Только рассмотревши рыб, он мог различать коралловые тела, при начале ему невнятные: и грозди бананов, и корзины с выпеченными хлебами, и плетенки с бронзовеющими ягодами, на которые слетались канарейки, сползались ящерки, садились колибри.
Роберт парил над садом, нет, не совсем над садом, над каменного рощею, где стояли окостеневшие грибы столбами, нет, не совсем, он витал над горою, ущелием, балкой, над откосом, пещерой, над отлогими долами одушевленных глыб, на которых неземная растительность создавала побеги сплющенные, скругленные, блестчатые, с зернистыми изломами, как гранит, или узловатые, или ссученные. Но при всех различиях побеги были необычайны по изяществу и миловзорности и столь изрядны, что даже те, которые сработаны с притворной небрежностью, аляповато, топорно, отличались величием и показывались пусть уродами, но уродами прелести.
А может быть (Роберт то и дело черкает, поправляет, не умеет определить, пасует перед задачей: поди перескажи округлый квадрат, крутую пологость, суматошную тишину, полуночную радугу), он попал в каменоломню киновари?

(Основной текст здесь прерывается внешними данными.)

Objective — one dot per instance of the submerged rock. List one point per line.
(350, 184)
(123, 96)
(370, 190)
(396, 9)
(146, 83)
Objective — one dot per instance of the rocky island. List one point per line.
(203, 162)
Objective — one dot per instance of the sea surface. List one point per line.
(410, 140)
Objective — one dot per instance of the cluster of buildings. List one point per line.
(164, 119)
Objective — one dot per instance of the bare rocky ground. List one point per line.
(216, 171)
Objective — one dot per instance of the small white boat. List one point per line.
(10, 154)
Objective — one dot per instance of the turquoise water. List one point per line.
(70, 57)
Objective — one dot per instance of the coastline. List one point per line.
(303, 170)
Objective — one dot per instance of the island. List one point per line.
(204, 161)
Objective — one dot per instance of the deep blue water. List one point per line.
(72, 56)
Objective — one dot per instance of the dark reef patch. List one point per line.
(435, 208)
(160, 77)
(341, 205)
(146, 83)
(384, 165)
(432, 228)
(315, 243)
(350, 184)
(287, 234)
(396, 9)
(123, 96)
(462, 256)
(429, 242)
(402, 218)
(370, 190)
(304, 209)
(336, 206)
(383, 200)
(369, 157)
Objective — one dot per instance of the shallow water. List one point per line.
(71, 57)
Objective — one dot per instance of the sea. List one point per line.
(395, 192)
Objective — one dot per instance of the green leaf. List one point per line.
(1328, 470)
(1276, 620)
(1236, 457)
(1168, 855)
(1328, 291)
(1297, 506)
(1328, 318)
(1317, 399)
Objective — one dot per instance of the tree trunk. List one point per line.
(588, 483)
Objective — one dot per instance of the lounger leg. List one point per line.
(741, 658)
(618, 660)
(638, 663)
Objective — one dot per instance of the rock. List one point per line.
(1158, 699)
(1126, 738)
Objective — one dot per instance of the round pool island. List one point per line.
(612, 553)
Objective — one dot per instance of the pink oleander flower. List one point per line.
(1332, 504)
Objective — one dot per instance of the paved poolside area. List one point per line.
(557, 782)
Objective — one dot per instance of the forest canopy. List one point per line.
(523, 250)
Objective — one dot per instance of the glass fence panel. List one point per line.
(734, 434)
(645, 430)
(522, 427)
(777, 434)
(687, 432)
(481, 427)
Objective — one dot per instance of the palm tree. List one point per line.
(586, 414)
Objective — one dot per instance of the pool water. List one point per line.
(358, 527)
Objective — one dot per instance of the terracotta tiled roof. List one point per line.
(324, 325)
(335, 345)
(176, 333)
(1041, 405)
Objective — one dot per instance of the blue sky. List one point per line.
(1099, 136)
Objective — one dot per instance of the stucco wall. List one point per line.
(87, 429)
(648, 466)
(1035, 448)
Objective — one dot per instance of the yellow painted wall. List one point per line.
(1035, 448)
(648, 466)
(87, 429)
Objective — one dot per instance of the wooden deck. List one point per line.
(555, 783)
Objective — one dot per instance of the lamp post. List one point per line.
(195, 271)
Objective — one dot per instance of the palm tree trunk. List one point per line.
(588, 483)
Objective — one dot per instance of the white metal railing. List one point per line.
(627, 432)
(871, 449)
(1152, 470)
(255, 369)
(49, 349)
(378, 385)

Или от стесненных легких у него в голове помутилось, и вода, затекавшая в маску, переиначила контуры, обновила цвет? Он высунул голову за воздухом и опять распростерся над закраиной обрыва, исследуя разломы природы, глинистые коридоры, куда юркали виноцветные рыбы-пульчинеллы и сразу под скатом брезжил в огнецветной люльке, вздыхая и поводя клешнями, молочно-белый хохлатый рак, а сама сетка была выкручена из нитей, перевитых, будто косы чеснока.
Затем он воззрился на то, что не было рыбой и не было водорослью, на что-то живое, на мясное, вздутое, бледное, разваленное на половины, чьи закраины рдели, а навершием служил веерный султан. Там, где полагалось глядеть глазам, торчали сургучные подвижные жужжальца. Полипы тигровой окраски, в липучем пресмыкании вывертывая плотскость крупной срединной губы, терлись о голые тулова голотурий, каждое из которых — белесый хлуп с амарантовыми ядрами; рыбешки, медно-розовые под оливковой муругостью, выклевывали в пепельного цвета кочанах пунцовые бисерины и отщипывали крохи от клубней, леопардовых по масти, испеженных чернильными наростами.
Ознакомительная версия.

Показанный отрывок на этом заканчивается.